Covered entities will be required to post fee schedules on their websites for PHI access and disclosures. In addition, an estimate of the fees for providing an individual with a copy of their own PHI and if applicable when ePHI may be provided without charge. Some healthcare organizations already post this on their websites. If yours does not, now is the time to work with your IT Department to prepare to post the fees. A patient acknowledgement of receipt of the NPP will no longer be required, which will eliminate the administrative burden of having to require a signature of the patient’s receipt be kept on file.  However, the following changes to the NPP will be required:

• Changes to the header to provide instructions to the individual how to access their medical records
• Information on how to file a HIPAA compliant
• Right to receive a copy of the NPP
• Right to discuss the NPP with a designated person
• Provide information regarding the designated contact person. Is the designated person on-site and include their phone number and e-mail address?

Information Blocking

Debbie reviewed information blocking as it relates to HIM and release of information. While most of the information blocking regulation is technical in nature and relates to technical barriers such as hardware and software, there are administrative barriers such as fees, forms, policies, and authorizations that HIM should be aware of and be prepared to address.

If a request is not fulfilled for a requestor when it would be allowed under HIPAA, that is considered information blocking. Having stricter security for access than what is required by HIPAA would be considered information blocking.  Requiring more information than is needed to fulfill a request would be considered information blocking.

HIM leaders should be reviewing their policies and procedures as well as their authorizations and ID requirements to ensure they are incompliance with the information blocking rules.

Julia strongly recommends reviewing the rejection letter policies to ensure your best practices align with the new rules. Rejecting requests for reasons such as electronic signatures, original signatures, stricter rules around expiration dates, requests for any and all, etc. may represent information blocking concerns.

Continued Disclosure Management Trends Aside from HIPAA and Information Blocking

Digital requests are expected to continue to increase. Having the technology to intake these requests and manage them in a timely and accurate manner is of utmost importance. Working to centralize those requests to a group of individuals for managing, processing, and accountability is something to strive for in ensuring you can meet these demands. This is where it is vitally important to have the right vendor partner who has the technology to support your organization.

Hybrid workforces and staffing challenges will be a continuing trend.  Verisma has workforce training and support centers located throughout the country with a main distribution center located in Syracuse, NY. Verisma can also supply on-site support as well. Again, having the right vendor who can be flexible and work with you to meet your needs will help your organization through these continuing workforce challenges.

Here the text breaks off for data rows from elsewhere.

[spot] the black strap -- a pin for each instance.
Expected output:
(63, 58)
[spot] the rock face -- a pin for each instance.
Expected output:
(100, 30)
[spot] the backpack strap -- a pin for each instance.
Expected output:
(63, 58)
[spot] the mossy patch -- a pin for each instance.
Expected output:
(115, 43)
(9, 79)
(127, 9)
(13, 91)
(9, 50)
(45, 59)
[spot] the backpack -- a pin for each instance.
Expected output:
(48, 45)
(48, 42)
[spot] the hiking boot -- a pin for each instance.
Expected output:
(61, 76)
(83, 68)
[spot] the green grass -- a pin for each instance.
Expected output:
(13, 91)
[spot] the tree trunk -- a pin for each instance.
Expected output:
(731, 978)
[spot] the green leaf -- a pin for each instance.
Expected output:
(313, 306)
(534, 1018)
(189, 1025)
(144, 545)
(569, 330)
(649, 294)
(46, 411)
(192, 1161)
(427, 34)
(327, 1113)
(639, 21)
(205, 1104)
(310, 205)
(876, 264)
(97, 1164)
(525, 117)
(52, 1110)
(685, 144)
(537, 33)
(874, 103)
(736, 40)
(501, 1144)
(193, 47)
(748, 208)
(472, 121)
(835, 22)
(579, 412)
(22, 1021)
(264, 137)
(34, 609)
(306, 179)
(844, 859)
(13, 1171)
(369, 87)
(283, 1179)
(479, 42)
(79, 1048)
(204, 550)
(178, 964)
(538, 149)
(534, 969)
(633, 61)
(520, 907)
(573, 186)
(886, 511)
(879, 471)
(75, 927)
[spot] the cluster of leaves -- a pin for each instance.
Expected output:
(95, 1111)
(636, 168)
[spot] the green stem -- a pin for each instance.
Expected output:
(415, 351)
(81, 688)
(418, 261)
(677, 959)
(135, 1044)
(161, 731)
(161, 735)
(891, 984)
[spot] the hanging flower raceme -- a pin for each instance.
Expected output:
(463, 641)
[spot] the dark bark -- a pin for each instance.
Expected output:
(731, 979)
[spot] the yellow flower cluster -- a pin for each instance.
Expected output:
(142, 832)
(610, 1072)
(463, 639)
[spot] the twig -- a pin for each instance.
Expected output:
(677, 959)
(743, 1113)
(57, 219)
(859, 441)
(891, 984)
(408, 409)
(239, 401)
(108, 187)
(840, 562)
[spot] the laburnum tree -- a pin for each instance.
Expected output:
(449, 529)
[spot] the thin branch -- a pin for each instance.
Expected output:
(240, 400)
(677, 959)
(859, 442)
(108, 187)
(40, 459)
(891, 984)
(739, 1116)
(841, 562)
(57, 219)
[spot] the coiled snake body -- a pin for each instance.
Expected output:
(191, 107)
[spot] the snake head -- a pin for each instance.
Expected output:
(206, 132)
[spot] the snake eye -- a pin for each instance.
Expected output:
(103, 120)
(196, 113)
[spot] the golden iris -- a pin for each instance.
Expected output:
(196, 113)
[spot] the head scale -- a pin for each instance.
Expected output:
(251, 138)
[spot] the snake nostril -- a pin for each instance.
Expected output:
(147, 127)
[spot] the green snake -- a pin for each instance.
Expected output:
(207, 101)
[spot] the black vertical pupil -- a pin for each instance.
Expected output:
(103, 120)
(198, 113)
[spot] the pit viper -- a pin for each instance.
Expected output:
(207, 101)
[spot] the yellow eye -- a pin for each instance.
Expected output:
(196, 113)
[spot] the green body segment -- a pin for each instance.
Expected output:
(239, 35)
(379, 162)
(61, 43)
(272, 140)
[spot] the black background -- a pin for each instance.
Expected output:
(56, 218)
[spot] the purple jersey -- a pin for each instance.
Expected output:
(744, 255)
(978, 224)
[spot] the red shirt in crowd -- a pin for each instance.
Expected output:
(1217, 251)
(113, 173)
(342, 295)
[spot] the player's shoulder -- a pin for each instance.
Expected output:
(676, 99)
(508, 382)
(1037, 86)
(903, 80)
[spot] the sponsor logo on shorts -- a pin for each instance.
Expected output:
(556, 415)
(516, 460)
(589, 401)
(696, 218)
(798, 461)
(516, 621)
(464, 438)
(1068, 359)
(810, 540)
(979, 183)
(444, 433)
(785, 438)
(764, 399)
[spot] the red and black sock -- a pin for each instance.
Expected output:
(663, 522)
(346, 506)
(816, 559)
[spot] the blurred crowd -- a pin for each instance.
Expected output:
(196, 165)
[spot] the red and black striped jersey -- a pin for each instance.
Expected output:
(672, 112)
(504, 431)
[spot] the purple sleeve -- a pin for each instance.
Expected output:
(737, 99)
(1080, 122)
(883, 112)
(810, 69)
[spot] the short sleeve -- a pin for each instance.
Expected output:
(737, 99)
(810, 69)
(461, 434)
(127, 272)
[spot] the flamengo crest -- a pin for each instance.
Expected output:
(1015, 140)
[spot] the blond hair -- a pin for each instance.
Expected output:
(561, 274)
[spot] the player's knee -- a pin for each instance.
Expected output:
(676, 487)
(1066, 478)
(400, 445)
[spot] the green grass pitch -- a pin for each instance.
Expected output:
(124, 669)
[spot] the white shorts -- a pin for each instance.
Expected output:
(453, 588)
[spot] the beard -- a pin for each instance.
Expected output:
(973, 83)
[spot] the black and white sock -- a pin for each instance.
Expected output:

In conclusion, it is not too soon to prepare your department and your organization for these proposed changes and ongoing disclosure management trends. Prepare your organization by educating your administration, legal, risk, and other department leaders on the proposed changes and what they will mean for your organization. Review your current policies, procedures, and authorizations and make the changes now.  Seek out technology that can help you and work closely with an ROI vendor who can support you to achieve your goals. HIM leaders should be the ones to lead the way to their organization’s compliance and success!